A Year in Shorts Day 150: "Triangle"

When it comes to controversial Oscar choices, they don't come more hotly contested than the decision to award Best Picture to Forrest Gump. While that movie was certainly popular upon release, and remains well loved to this day, you don't have to look very hard to find someone to tell you that Pulp Fiction was clearly far more deserving of that honor that year. I'm certainly one of them. (Still other people will tell you that The Shawshank Redemption was the TRUE Best Picture of 1994, despite the fact that it's really only marginally better than Forrest Gump). The debate rages to this day, and probably will until the sun dies.
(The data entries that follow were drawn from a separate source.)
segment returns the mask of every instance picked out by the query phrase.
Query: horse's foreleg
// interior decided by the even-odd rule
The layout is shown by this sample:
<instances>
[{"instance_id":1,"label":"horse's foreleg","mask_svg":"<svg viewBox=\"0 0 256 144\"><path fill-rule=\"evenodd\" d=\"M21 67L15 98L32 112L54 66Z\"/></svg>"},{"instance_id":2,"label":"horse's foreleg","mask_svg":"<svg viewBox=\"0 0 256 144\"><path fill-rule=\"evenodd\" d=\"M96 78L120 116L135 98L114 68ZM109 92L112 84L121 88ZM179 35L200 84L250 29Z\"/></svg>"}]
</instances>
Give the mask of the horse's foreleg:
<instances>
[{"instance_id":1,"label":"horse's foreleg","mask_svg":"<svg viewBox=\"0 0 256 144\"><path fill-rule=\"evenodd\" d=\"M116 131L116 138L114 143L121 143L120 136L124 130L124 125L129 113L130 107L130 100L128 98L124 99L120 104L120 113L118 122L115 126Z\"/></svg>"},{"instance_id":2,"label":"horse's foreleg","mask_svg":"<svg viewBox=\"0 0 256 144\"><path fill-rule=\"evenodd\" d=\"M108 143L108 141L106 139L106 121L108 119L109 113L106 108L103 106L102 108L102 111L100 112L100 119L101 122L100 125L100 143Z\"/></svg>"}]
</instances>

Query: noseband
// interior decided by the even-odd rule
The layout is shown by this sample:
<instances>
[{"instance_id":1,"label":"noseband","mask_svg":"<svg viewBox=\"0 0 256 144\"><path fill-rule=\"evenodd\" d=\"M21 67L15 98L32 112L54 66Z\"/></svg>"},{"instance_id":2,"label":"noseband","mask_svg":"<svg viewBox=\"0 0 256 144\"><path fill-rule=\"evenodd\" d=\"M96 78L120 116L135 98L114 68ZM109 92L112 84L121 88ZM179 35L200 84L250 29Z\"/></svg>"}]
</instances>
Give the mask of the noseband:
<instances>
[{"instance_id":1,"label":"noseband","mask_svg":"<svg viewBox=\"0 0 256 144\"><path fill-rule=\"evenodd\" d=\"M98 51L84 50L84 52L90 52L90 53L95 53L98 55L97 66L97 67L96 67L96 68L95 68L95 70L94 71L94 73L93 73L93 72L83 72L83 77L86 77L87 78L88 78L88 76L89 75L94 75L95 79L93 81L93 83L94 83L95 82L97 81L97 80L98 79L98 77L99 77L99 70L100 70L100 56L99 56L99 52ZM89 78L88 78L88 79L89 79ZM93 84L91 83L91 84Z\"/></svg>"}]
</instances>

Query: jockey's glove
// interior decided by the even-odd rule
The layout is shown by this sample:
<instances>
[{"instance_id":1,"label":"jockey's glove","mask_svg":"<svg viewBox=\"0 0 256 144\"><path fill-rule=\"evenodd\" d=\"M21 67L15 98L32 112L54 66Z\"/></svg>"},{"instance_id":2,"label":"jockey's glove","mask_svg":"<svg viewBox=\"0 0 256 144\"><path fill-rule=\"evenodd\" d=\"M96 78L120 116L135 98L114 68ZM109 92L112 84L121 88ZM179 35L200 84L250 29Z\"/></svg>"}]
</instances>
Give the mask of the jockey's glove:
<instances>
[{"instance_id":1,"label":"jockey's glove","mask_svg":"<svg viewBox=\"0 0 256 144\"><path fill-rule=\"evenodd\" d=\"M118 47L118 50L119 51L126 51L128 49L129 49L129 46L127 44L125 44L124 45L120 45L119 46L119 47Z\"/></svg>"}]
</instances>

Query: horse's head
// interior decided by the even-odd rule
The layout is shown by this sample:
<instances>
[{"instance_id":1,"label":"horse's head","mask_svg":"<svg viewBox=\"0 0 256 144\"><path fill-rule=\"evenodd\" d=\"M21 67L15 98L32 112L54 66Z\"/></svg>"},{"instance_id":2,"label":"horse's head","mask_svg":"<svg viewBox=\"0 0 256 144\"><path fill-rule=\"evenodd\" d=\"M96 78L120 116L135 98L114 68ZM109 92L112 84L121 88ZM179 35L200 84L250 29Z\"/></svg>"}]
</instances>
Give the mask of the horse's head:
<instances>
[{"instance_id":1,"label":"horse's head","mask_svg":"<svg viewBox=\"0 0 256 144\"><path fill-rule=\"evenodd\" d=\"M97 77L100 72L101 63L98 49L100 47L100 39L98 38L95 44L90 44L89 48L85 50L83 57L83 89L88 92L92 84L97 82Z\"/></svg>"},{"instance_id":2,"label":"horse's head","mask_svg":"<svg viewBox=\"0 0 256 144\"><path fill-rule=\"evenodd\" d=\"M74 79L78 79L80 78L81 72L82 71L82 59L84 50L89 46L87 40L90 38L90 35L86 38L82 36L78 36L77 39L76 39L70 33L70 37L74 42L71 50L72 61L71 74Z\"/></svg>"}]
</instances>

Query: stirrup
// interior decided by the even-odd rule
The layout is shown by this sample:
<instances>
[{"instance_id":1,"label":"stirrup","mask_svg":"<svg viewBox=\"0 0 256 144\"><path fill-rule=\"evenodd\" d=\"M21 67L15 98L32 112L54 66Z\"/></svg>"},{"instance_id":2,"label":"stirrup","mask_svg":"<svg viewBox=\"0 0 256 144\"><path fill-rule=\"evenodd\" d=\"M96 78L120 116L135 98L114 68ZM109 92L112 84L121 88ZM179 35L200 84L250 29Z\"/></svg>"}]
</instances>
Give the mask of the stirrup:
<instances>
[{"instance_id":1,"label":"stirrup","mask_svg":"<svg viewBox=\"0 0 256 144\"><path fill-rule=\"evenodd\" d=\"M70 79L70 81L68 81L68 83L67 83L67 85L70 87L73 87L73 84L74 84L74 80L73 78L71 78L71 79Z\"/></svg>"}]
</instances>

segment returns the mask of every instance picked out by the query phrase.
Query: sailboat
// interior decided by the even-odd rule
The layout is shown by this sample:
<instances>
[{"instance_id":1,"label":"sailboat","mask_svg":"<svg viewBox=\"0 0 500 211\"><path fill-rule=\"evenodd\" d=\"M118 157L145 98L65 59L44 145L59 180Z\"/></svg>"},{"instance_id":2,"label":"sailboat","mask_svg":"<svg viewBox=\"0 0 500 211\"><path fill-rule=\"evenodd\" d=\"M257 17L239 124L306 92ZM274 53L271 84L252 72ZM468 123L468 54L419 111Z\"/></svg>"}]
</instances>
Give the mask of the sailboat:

This stands in stark contrast to the total lack of debate surrounding that year's category for Best Animated Short. Admittedly that category attracts very little controversy (or attention) in general, but even among Oscar enthusiasts I can't imagine there are many people who won't agree that Bob's Birthday rightfully took home the trophy that year. Especially when films like Erica Russell's Triangle were among its competition. 

(via Film Affinity)

Triangle is definitely one of the more obscure shorts we've covered; it doesn't even have a Wikipedia page! According to this article I found, it's the second in a trilogy of films about dance directed by Erica Russell. Watching Triangle I was reminded of a few animated shorts we've covered before- Like Ryan Larkin's Walking, it's a study in human motion. And much like Bill Plymton's Your Face, it's really just an excuse for its director to show off their animation skills. And watching the film, it's clear that she has considerable talent. And yet, for some reason, Triangle doesn't work for me nearly as well as those other two films did.

If I had to guess as to why, I'd say ultimately it comes down to length. At over eight minutes long, a short like Triangle has to get really inventive in order keep your attention. Triangle has some nice visuals, but nothing that sets it apart from similar shorts or justifies its runtime. Maybe it's the music by Charlie Hart, which is appropriately percussive but a little repetitive. Or perhaps it's the fact that the short tries to have a plot, which ultimately distracts from the abstract imagery. With shorts like this, it's hard to pinpoint the exact reasons as to why they don't work for you. They either do or they don't. And for me (and I imagine for a fair amount of people), Triangle really just doesn't work.